Sensory-information from the gastrointestinal tract modifies vagal control of gastrointestinal activity. We know that the nucleus of the solitary tract (NST) is the principle recipient of this sensory input, but we do not as yet know how the NST processes and transmits this essential information. NST neurons vary in size, shape, dendritic architecture, response properties and axonal projections. We believe that this functional and structural heterogeneity indicates different types of NST neurons serving different functions. The proposed studies are based on the following hypotheses: 1) NST neurons responsive to stimulation of duodenal or gastric mechano-, chemo - or osmoreceptors are functionally heterogeneous. Neurons can be classified as unimodal (cells with narrow breadth of tuning, i.e. respond to only one type of input from a single receptive field) or multimodal. This latter group can a) receive convergent information from stomach and duodenum (quality-specific) and/or b) receive more than one quality-specific type of information from the stomach or duodenum. For multimodal neurons, stimuli may have a similar effect on neuronal activity (nonspecific responders) or different effects (discriminators). 2) Morphological features are related to responsivity of NST neurons.
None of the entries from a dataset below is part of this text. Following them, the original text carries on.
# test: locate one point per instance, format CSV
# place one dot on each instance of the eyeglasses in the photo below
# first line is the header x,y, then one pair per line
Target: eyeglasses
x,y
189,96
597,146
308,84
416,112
Specifically, a) NST neurons that receive either duodenal or gastric stimuli alone have dendrites in the duodenal or gastric region of the NST only. Neurons expressing convergence either have dendrites in both regions or have dendritic arbors in the NST regions that receive primary vagal afferents from both the stomach and duodenum; b) Multimodal NST neurons have a different dendritic architecture than unimodal neurons.
Specific Aim 1 is designed to distinguish NST neurons by changes in neurophysiological activity (firing rate and pattern) in response to stimulation of gastric or duodenal mechano-, chemo- and osmoreceptors.
Specific Aim 2 proposes to determine the NST coordinates, soma size and shape, dendritic architecture and axonal projections of the physiologically-characterized NST neurons. We will use the intracellular injection of Neurobiotin to label individual physiologically-characterized NST neurons that respond to intestinal stimuli. Using computerized three-dimensional reconstruction techniques, we will determine the morphological characteristics which are correlated with specific physiological response properties. At the conclusion of the proposed funding period, we expect to have described the responsivity features that distinguish NST neurons and learn how sensory information is processed in the NST. We will have described the morphological characteristics of the physiologically characterized cells and identified structural features that correlate with function. Finally, we will have determined the destinations for quality-specific information. This information is necessary to understand the mechanisms by which the CNS control of gastrointestinal function is modulated by afferent input.